Akhir-akhir ini ramai berita perihal mundurnya Hotman Paris Hutapea (HPH) dari Peradi pimpinan Otto Hasibuan. Walaupun belum ada kepastian terkait alasan mundur, sebagian publik sudah mencium adanya aroma masalah di antara kedua lawyer kondang itu.
Mengapa tiba-tiba HPH mengajukan surat pengunduran diri dari keanggotaan Peradi, yang notabene wadah tunggal advokat yang sah dan diakui IBA. Wadah tunggal yang Ikadin sejak adanya Undang-Undang Advokat Nomor 18 Tahun 2003.
Penomena mundurnya HPH dari Peradi menjadi berita hangat. Ngetren di kalangan advokat Indonesia. Muncul pertanyaan, apa hubungannya kemunduran HPH dengan Otto Hasibuan?

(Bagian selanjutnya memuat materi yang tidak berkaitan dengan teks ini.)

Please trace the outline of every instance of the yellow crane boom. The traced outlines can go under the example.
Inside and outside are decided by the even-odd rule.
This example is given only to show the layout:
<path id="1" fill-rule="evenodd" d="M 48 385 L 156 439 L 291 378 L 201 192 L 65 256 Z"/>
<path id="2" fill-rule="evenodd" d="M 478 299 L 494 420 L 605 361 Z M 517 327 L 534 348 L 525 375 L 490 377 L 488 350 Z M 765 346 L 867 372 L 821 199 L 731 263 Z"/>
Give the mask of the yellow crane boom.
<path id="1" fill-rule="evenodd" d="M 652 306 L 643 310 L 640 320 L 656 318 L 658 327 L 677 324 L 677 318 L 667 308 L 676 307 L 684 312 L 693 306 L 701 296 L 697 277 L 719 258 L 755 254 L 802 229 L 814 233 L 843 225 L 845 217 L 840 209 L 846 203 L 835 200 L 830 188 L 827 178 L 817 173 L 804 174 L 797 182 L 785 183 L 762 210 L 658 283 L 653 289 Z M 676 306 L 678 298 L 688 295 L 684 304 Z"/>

Berita beredar, HPH meminta awak media untuk mengundang Otto Hasibuan adu debat. Dikabulkannya tawaran tersebut atau tidak, tergantung pada Otto Hasibuan. Begitu pula halnya dengan surat pengunduran diri Hotman Paris dari Peradi yang telah direspons Otto Hasibuan, selaku Ketua Umum DPN Peradi. Pada intinya, surat pengunduran diri tersebut, akan dipertimbangkan sesuai dengan mekanisme organisasi yang berlaku di Peradi.

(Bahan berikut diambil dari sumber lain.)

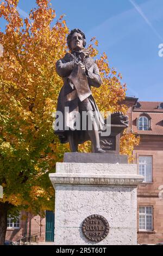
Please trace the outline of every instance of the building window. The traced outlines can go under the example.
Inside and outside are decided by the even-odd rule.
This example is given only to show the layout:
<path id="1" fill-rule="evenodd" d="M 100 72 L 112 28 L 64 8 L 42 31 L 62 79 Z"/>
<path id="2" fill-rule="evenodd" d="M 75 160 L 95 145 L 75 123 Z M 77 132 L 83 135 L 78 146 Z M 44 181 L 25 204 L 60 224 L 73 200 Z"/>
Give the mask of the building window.
<path id="1" fill-rule="evenodd" d="M 153 207 L 139 207 L 139 230 L 153 230 Z"/>
<path id="2" fill-rule="evenodd" d="M 140 117 L 138 120 L 138 130 L 148 131 L 149 127 L 149 121 L 146 117 Z"/>
<path id="3" fill-rule="evenodd" d="M 139 170 L 144 176 L 144 182 L 152 182 L 152 156 L 139 156 Z"/>
<path id="4" fill-rule="evenodd" d="M 12 218 L 9 217 L 8 218 L 8 228 L 20 228 L 20 217 L 18 217 L 16 220 L 13 220 Z"/>

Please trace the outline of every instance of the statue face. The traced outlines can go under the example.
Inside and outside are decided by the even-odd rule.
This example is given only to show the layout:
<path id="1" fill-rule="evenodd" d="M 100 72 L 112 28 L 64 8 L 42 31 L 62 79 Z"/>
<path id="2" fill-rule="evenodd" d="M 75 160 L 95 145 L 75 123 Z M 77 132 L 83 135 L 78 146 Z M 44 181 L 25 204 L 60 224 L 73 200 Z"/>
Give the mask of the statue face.
<path id="1" fill-rule="evenodd" d="M 74 33 L 71 38 L 71 48 L 72 51 L 77 51 L 80 52 L 83 48 L 83 38 L 81 34 Z"/>

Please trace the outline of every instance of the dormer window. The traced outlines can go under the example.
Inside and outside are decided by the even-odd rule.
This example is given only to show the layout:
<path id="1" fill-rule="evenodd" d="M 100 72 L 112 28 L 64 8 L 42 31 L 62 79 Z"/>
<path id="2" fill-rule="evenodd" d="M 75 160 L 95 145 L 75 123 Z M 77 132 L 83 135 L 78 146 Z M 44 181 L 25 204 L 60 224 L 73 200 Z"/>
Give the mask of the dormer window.
<path id="1" fill-rule="evenodd" d="M 138 130 L 148 131 L 149 128 L 149 120 L 147 117 L 140 117 L 138 120 Z"/>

Bicara soal pengunduran diri, memang merupakan hak asasi setiap manusia. Namun walaupun demikian, bila terkait dengan Peradi, maka hak tersebut harus disesuaikan dengan ketentuan yang berlaku di Peradi, yakni merujuk pada ketentuan Pasal 30 Undang-Undang Advokat Nomor 18 Tahun 2003.
Dalam Pasal tersebut mewajibkan setiap advokat menjadi anggota Peradi tanpa melihat kondisi Peradi yang pecah. Banyaknya organisasi yang mengatasnamakan Peradi tidak serta merta membuat seorang advokat berbuat sesuka hati. Seseorang yang tersandung kasus kode etik, tidak bisa serta merta keluar dari Peradi dan mencari organisasi lain sebagai naungan dugaan pelanggan kode etik tersebut harus diproses terlebih dahulu.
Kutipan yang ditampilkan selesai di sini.